Paradoxically, the Klinika collective – the victims of the arson attack – have been cast as the perpetrators of the situation as Prague’s right-wing parties competed to see who could gain most political leverage from this violent incident. The mayor of Prague 3, Vladislava Hujová from the liberal-conservative party TOP 09, and other members of the local council, labelled the activists an unprecedented security threat to local residents. They basically drew an equation sign between the Klinika collective and neo-Nazis and began to advocate ending the whole project. It should also be noted that to this day, none of the attackers have been apprehended or charged.
During the first year of its existence, Klinika has become a symbol of resistance against the increasingly conservative and authoritarian tendencies in Czech society.
The following bureaucratic struggle to push out the activists from the building of the former clinic resembled the literary work of two natives of Prague – Kafka and Hašek. The Prague 3 council for instance argued that it cannot prolong Klinika’s contract, because the premises had been approved to function as a healthcare facility and could not be used for any other purposes. Matěj Stropnický’s investigations however showed that thanks to the decision of a certain Communist Party official in the 1960s, the building never received a certificate of occupancy.
During the undignified negotiations of the local council about the future fate of Klinika, Lýdie Říhová from the Christian-conservative party KDU-ČSL declared that the council is currently deciding whether Prague will become more like Berlin or Moscow. Her appeal was not heard by the majority of councillors, who sided rather with the latter option. But the struggle continues.
During the first year of its existence, Klinika has become a symbol of resistance against the increasingly conservative and authoritarian tendencies in Czech society. These also form the background to the strong political pressure and endless search for complicated ways in which to get rid of the Social Centre. If one empty building could shake the ground under the feet of Czech politicians, it is not hard to imagine what kind of earthquake the fulfilment of the slogan “Each city needs its own Clinic” would cause.
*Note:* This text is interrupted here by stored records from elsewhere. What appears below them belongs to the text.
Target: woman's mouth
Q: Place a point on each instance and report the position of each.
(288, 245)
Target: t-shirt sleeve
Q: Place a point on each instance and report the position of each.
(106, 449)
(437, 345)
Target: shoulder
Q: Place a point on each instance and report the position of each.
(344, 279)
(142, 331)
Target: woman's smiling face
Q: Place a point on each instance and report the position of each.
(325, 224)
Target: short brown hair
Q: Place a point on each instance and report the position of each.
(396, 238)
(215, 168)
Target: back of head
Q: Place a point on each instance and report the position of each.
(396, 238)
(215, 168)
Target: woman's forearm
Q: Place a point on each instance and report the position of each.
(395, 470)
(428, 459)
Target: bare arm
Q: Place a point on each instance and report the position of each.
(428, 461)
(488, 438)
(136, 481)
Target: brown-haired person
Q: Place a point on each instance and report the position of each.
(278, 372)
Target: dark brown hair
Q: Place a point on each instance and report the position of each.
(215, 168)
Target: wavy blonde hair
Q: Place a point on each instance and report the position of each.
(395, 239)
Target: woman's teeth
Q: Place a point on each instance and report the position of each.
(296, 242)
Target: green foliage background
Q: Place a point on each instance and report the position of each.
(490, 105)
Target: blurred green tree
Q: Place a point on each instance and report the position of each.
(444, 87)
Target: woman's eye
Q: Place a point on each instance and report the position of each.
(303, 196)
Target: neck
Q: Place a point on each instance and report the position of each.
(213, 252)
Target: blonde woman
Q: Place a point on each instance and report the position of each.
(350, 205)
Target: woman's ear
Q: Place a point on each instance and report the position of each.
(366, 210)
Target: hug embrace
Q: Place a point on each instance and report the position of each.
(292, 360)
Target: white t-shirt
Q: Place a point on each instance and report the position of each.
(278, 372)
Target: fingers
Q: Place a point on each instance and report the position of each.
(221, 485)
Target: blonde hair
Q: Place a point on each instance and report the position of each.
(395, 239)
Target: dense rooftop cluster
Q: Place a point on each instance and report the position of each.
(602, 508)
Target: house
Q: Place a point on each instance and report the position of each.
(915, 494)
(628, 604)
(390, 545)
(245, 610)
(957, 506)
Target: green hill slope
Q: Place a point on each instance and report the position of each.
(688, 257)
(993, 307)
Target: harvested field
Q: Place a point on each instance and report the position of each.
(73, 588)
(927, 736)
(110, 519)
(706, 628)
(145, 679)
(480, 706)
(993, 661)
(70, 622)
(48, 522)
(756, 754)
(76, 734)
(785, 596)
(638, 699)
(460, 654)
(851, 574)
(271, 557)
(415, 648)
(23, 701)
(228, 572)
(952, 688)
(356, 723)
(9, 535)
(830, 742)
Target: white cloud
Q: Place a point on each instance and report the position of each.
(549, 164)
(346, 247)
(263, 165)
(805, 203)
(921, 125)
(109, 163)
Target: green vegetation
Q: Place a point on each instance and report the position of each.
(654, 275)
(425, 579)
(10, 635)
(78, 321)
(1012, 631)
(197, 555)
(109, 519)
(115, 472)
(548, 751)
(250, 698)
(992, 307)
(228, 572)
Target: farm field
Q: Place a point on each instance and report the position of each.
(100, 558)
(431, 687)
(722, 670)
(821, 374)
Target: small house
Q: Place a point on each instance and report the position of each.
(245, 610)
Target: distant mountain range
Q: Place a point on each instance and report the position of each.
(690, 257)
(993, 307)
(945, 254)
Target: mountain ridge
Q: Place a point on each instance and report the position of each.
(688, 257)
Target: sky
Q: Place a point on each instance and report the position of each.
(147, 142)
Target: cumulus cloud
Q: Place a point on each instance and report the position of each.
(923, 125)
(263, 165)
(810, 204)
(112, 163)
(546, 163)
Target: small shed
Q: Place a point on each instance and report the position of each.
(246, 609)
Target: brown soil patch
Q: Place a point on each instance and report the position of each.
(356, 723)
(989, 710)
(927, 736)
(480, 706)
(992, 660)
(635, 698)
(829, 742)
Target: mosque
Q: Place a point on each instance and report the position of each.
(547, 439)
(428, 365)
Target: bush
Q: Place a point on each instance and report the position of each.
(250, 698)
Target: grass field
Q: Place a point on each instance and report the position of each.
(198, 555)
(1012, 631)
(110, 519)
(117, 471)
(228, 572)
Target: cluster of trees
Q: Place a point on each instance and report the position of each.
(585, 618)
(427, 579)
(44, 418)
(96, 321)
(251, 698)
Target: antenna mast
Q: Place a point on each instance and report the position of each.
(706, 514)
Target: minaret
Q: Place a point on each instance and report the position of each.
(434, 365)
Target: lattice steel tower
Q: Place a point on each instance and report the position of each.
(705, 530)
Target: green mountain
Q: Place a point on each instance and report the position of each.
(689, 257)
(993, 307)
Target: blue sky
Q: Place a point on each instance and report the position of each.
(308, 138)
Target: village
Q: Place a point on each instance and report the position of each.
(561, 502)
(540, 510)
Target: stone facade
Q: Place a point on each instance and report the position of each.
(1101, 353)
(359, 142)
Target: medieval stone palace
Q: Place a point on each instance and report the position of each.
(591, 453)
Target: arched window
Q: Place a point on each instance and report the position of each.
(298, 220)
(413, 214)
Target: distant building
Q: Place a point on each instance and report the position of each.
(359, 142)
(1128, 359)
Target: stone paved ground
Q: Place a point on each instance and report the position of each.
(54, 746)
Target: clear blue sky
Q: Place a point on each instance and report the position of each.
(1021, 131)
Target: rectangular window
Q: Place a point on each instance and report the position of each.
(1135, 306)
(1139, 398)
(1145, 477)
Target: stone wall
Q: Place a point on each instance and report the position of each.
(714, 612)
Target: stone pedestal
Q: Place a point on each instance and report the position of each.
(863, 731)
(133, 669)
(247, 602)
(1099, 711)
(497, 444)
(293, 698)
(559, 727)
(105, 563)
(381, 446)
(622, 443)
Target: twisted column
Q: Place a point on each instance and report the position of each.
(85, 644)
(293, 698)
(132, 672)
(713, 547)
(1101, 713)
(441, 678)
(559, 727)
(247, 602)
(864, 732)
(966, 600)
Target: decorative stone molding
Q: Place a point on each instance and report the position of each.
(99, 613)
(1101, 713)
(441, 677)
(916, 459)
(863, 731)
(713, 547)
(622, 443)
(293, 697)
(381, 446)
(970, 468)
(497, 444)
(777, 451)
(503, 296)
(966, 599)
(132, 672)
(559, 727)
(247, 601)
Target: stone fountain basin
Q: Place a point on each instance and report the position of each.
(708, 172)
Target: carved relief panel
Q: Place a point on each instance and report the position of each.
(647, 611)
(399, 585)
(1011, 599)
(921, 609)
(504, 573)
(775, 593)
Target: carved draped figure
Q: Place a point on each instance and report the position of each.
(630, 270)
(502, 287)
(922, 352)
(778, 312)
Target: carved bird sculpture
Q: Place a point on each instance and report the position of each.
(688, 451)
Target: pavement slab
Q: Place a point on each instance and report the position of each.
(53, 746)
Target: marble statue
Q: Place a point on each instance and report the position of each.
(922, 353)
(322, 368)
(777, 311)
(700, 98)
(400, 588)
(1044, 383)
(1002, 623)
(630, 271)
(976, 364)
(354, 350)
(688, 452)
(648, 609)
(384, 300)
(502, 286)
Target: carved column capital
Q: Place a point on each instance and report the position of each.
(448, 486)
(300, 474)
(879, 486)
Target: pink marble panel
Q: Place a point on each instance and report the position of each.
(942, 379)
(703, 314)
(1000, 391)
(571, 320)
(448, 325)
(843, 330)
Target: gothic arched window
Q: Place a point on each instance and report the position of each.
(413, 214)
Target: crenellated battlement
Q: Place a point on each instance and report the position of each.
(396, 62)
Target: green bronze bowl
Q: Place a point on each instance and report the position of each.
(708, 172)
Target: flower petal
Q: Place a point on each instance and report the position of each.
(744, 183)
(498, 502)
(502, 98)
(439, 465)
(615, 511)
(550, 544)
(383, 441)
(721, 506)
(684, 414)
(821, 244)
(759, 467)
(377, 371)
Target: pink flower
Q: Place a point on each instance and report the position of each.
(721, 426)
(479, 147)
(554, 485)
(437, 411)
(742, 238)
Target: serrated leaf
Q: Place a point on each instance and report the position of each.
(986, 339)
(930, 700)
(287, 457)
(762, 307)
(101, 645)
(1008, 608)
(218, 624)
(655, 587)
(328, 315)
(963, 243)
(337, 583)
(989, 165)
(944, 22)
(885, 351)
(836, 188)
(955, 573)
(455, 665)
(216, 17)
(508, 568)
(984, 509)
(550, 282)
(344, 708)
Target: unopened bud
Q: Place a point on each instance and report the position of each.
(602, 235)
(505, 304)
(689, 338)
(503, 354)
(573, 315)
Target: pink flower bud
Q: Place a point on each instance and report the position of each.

A large number of Czech politicians have generated enormous efforts in order to make sure that a group of young idealists helping refugees and constantly repeating the idea that “another world is possible” will not be able to remain in a house that no institution of private owner wants. But Klinika has gathered enough determined people, who now possess the political power to show that the building itself is not really as important as letting politicians noisily know that their ideas will not easily be evicted.